Data is a powerful tool that enables organizations at a staggering scale. When implied correctly, it holds the potential to drive decision-making, impact strategy formulation, and improve organizational performance. Analytics is valuable in areas rich with recorded information and relies on the simultaneous application of statistics, computer programming, and operation research to qualify performance. Concisely, it is critical to design and built a data warehouse or Business Intelligence (BI) architecture that supplies a flexible, multi-faceted analytical ecosystem, perfected for efficient ingestion and analysis of large and diverse data sets.
According to The Global State of Enterprise Analytics report by business intelligence company MicroStrategy, 56 per cent of respondents said data analytics led to “faster, more effective decision-making” at their companies. Data analytics is the practice of examining data in order to answer questions, find patterns and extract valuable insights. It aims to dig into actionable insights to deliver smarter decisions and better business outcomes. Since analytics can require extensive computation (because of big data), the algorithms and software used in analytics harness the most current methods in computer science. You can use tools, frameworks, and software to analyse data, such as Microsoft Excel and Power BI, Google Charts, Data Wrapper, Infogram, Zoho Analytics and many more. These tools enable us to examine data from different angles and create visualizations that illuminate the story you’re trying to tell.
There are 4 different types of analytics described in terms of their nature, complexity and use:
Descriptive (business intelligence and data mining)
Prescriptive (optimization and simulation)
Addresses the question, “What happened?”
Descriptive analytics looks at data and studies past events for insights as to how to approach future events. It looks at past performance and patterns to understand the cause of success or failure in performance by mining historical data. Major management reporting such as sales, marketing, operations, and finance uses this type of analysis.
The descriptive model quantifies relationships in data in a way that is often used to classify customers or prospects into groups. It identifies many different relationships between customers and the product. Descriptive analytics juggles raw data from multiple data sources to give valuable insights into the past. The findings simply signal that something is wrong or right, without explaining why.
Now, the next logical question is, “Why did this happen?”
At this stage, historical data is evaluated against other data to answer why something happened. Taking the analysis further, this analysis compares coexisting trends or movements, uncovers correlations between variables, and determines causal relationships where possible. Diagnostic analytics gives in-depth insights into a particular problem and helps in getting at the root of an organizational issue. It is key for a company to have detailed information at their disposal, otherwise, data collection may turn out to be individual for every issue and time-consuming.
It answers the question, “What might happen in the future?”
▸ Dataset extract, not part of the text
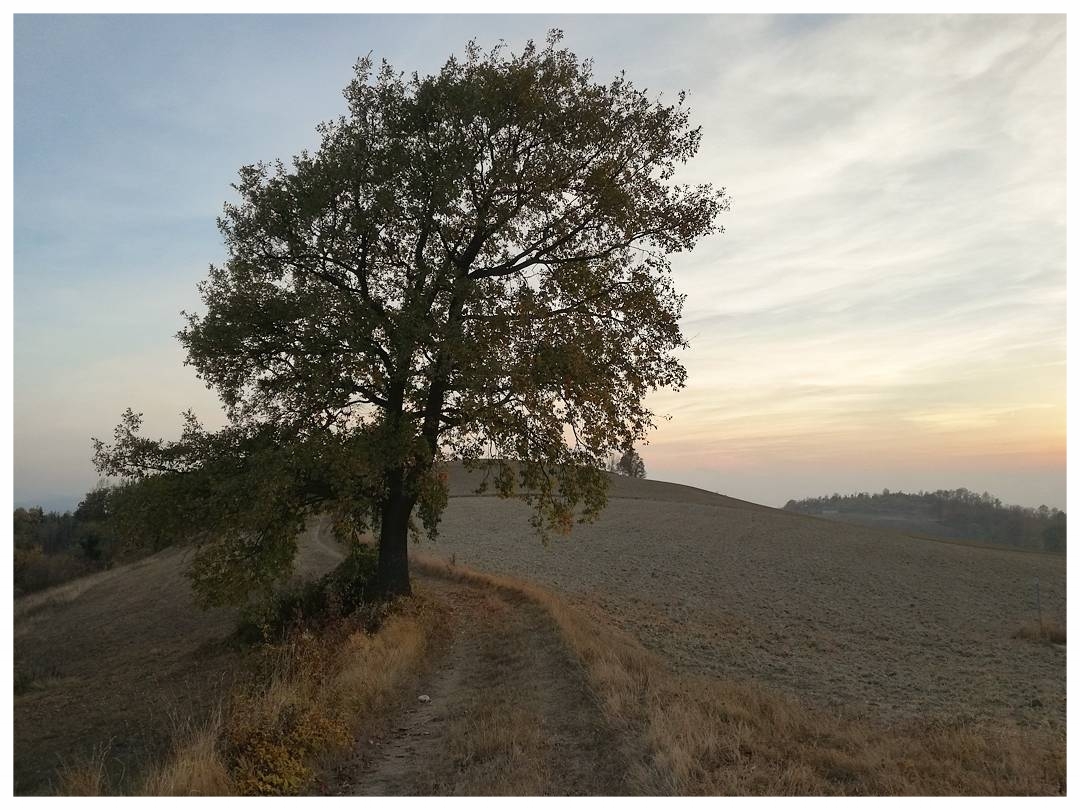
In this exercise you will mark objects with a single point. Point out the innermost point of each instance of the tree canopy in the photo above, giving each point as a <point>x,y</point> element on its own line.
<point>472,265</point>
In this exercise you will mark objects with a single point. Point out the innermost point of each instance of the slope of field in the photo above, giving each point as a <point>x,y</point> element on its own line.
<point>850,618</point>
<point>876,623</point>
This type of analytics is used to make predictions about future trends or events. It uses the findings of descriptive and diagnostic analytics to detect clusters and exceptions and to predict future trends, which makes it a valuable tool for forecasting. Predictive analytics belongs is a type of advanced analytics with many advantages like sophisticated analysis based on machine or deep learning and proactive approach that predictions enable. However, data consultants state it clearly: forecasting is just an estimate, the accuracy of which highly depends on the data quality and stability of the situation, so it requires careful treatment and continuous optimization.
“What should we do next?”
It considers all possible factors in a scenario and suggests actionable takeaways. This type of analytics can be especially useful when making data-driven decisions. Prescriptive analytics is used to prescribe what action to take to eliminate a future problem or take full advantage of a promising trend. It uses advanced tools and technologies, like machine learning, business rules and algorithms, that make it sophisticated to implement and manage. Besides, this ultramodern type of data analytics requires not only historical internal data but also external information due to the nature of the algorithms it’s based on. That is why, before deciding to adopt prescriptive analytics, we strongly recommend weighing the required efforts against an expected added value.
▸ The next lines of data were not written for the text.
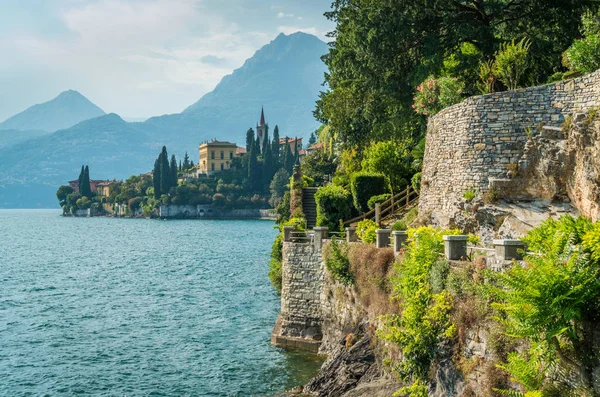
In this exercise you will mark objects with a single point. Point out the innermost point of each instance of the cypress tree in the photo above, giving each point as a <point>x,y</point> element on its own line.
<point>165,172</point>
<point>156,178</point>
<point>173,171</point>
<point>266,141</point>
<point>289,158</point>
<point>253,171</point>
<point>85,187</point>
<point>186,162</point>
<point>249,139</point>
<point>296,153</point>
<point>80,179</point>
<point>267,170</point>
<point>275,150</point>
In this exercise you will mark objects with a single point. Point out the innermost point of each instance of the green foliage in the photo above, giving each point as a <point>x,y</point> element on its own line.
<point>416,182</point>
<point>552,300</point>
<point>511,62</point>
<point>399,226</point>
<point>433,94</point>
<point>333,206</point>
<point>378,200</point>
<point>584,54</point>
<point>469,195</point>
<point>337,262</point>
<point>365,185</point>
<point>62,193</point>
<point>278,186</point>
<point>392,159</point>
<point>318,165</point>
<point>425,317</point>
<point>366,231</point>
<point>275,272</point>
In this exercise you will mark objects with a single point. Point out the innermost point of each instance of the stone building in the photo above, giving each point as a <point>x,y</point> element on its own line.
<point>216,156</point>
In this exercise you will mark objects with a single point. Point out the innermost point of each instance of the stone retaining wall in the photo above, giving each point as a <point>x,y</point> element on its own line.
<point>481,142</point>
<point>300,318</point>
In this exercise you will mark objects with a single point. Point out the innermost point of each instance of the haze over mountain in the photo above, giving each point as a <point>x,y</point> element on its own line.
<point>285,76</point>
<point>64,111</point>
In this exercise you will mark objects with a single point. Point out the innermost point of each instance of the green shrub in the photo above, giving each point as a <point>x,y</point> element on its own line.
<point>378,200</point>
<point>415,181</point>
<point>275,273</point>
<point>333,206</point>
<point>337,262</point>
<point>469,195</point>
<point>434,94</point>
<point>584,54</point>
<point>425,319</point>
<point>366,231</point>
<point>511,62</point>
<point>399,226</point>
<point>365,185</point>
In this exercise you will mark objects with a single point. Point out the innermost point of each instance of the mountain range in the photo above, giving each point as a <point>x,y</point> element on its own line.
<point>285,76</point>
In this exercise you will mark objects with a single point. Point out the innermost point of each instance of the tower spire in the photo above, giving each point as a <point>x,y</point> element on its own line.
<point>262,116</point>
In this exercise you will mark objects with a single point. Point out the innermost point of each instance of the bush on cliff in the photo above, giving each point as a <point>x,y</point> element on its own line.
<point>366,231</point>
<point>333,206</point>
<point>365,185</point>
<point>336,261</point>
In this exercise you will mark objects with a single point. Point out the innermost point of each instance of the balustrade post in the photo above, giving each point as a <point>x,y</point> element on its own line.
<point>400,238</point>
<point>321,233</point>
<point>287,233</point>
<point>351,235</point>
<point>383,238</point>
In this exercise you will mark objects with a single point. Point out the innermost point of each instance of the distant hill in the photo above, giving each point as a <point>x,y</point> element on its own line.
<point>64,111</point>
<point>285,76</point>
<point>12,137</point>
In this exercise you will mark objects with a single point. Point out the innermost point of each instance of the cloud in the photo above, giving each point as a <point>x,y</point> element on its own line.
<point>281,15</point>
<point>286,29</point>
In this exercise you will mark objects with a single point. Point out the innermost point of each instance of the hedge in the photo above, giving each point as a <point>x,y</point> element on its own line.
<point>365,185</point>
<point>333,206</point>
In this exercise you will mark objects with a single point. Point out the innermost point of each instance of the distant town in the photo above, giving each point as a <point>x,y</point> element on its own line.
<point>226,177</point>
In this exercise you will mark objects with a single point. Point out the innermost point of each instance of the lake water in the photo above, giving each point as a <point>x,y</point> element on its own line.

How to use Data Analytics in Decision Making
Different types of data analysis should be used in tandem to create a full picture of the story data tells and make informed decisions. Initially, to figure out the respective company’s current situation, use descriptive analytics, followed by diagnostic analysis to understand how they got there. Predictive analytics helps in figuring out the trajectory of a situation—will current trends continue?
Finally, prescriptive analytics helps consider all aspects of current and future scenarios and plan actionable strategies. Based on the problem one is trying to solve and the projected goals, one may opt to use two or three of these analytics types—or use them all in sequential order to gain the deepest understanding of the story data tells.
According to the BARC’s BI Trend Monitor 2019 survey, C-suite advanced analytics is named among the most important business intelligence trends. Access to data is more important than ever. If businesses formulate strategies and make decisions without considering the data, there’s a major possibility to miss opportunities or red flags that it communicates.
Algorithms and machine learning are other fields that can be used to gather, sort, and analyse data at a higher volume and faster pace than humans can. Writing algorithms is an advanced data analytics skill and helps one experience the benefits of data-driven decision-making.